What I want from fashion is a tangible future. I want escapism, yes, but I want to see a tangible future. I want to see a way of dressing that is akin to now but so strange and obscure and weird that I can only see myself in it from a distance.
I get that with Balenciaga. Yes, I adore Rick Owens and Comme des Garçons for their ways of rethinking and abstracting fashion but, really, the works are intentionally unwearable. They’re projecting a too distant future. Balenciaga? They see next season as abstract yet present. They see a surrealist reality that is strange, yes, but it is based in a reality.
For their Fall 2017 presentation, you saw this in very simple gestures. Coats were drawn up to shoulders, fastened around the neck like an accident. Clothing draped off the body like a prematurely deployed parachute. Bags used by grandmothers were wrapped in cat skin. Car floor mats became skirts. Everything felt off but on, now and then, familiar and not: everything was the same but so slightly off, turned to the left, the dial pushed in instead of to the left or right.
“At Balenciaga, wearing the clothes inspires new clothes. That’s the way we work here,” designer Demna Gvasalia said at the presentation. You can see that considering none of the looks are that abstract. Yet, working with stylist and collaborator Lotta Volkova (who I love/hate), the duo have gained a reputation for creating clothing that is not quite what it seems. These clothes aren’t their streetwear focused Vetements duds but something more peculiar, new, weird that intends to shape clothing in the long term instead of the trend based short.
What you see in this show is something that JG Ballard alluded to with works like The Atrocity Exhibition and Crash, where violence and absurdity are a currency unique to modern culture, byproducts of technology and the need to broadcast intimates. No wonder everyone looks strangled, swept, and frequently fused with a product, be it a vehicle or type of plastic: that is our sad state of the future. Rather than dig a way out, Gvasalia seems to dig in, walking around current mindsets to see what a sexualized dystopian crash might look like as fashion.

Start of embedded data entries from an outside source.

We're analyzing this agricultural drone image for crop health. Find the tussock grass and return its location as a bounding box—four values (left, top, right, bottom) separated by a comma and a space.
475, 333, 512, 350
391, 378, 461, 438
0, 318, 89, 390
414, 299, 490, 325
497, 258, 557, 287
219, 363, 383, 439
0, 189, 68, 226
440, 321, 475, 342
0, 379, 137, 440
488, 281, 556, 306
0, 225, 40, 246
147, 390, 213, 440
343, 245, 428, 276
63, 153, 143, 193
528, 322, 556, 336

The results are disturbing but brilliant. They are ugly but have a sublime curiosity to them. You want to stare at these people, fix them, right what is wrong with them. Yet, they’re comfortable. Their abnormality, their potentially abused façade, is what we are fed in politics, entertainment, etc. That’s the point: the future is now. Unfortunately, now we’re all a little turned around, choked at the neckline, seat belts strapping us too tightly. That is the wearable future.